Saturday, January 9, 2010: 2:50 PM
Elizabeth Ballroom A (Hyatt)
Rachel Gorman , Women and Gender Studies Institute of the University of Toronto, Toronto, ON, Canada
A materialist analysis of disability emerged in the U.K. in the 1980s and 1990s, alongside developments in disability politics, culture and activism. In some ways, the growing disability rights movement and its emerging debates parallel experiences in feminist politics and writings. At the heart of both materialist feminism and materialist Disability Studies are the challenges of trying to understand the political, economic, and ideological aspects of oppression. Despite these aims, contradictory approaches to history and the disabled subject have plagued these projects.
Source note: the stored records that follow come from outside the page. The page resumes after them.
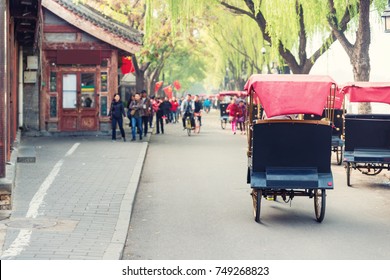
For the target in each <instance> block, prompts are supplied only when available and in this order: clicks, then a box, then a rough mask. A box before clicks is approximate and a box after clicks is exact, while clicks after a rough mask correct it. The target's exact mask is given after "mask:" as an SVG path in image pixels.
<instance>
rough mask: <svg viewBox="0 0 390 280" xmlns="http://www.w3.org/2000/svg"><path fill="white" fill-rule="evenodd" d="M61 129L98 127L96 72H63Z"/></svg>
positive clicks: (89, 128)
mask: <svg viewBox="0 0 390 280" xmlns="http://www.w3.org/2000/svg"><path fill="white" fill-rule="evenodd" d="M60 92H61V93H62V98H61V99H60V100H61V103H60V108H61V112H60V119H61V120H60V127H61V131H93V130H97V129H98V118H97V115H98V114H97V113H98V108H97V107H98V106H97V94H96V73H92V72H89V73H88V72H83V73H62V90H60Z"/></svg>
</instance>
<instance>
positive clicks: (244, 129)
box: [237, 100, 246, 134]
mask: <svg viewBox="0 0 390 280" xmlns="http://www.w3.org/2000/svg"><path fill="white" fill-rule="evenodd" d="M245 121H246V105H245V103H244V101H243V100H240V102H239V103H238V110H237V124H238V127H239V128H240V131H241V134H246V125H245Z"/></svg>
Himani Bannerji (1995) has identified ways that materialist feminists ended up creating an essential idea of woman, while creating a mechanical (abstracted and ahistorical) account of gender relations. In the case of the debate on materialism and disability, authors replicate these problems even as they critique them. Through a review of historical materialist approaches to disability, I will discuss the consequences of what Anne Borsay (2002) refers to as the nomothetic approach to history taken by several influential Disability Studies theorists. I will argue that these consequences include the writing of histories in which the category of disability either appears to be rigidly stuck to social conditions that existed in the past, or appears as a self-evident social identity. Distortions in our understanding of the history of the social relations of disability have contributed to an erasure of disability in the present global context—a context that includes, but is only partially explained by the structural barriers and institutional discrimination described by materialist Disability Studies theorists. Following Bannerji, I will argue that a historical materialist analysis of disability must take people's experience as a start-point. Historical study will allow us to trace the ways in which particular experience is mediated through social relations, and to connect immediate experiences of embodiment to concrete social contexts.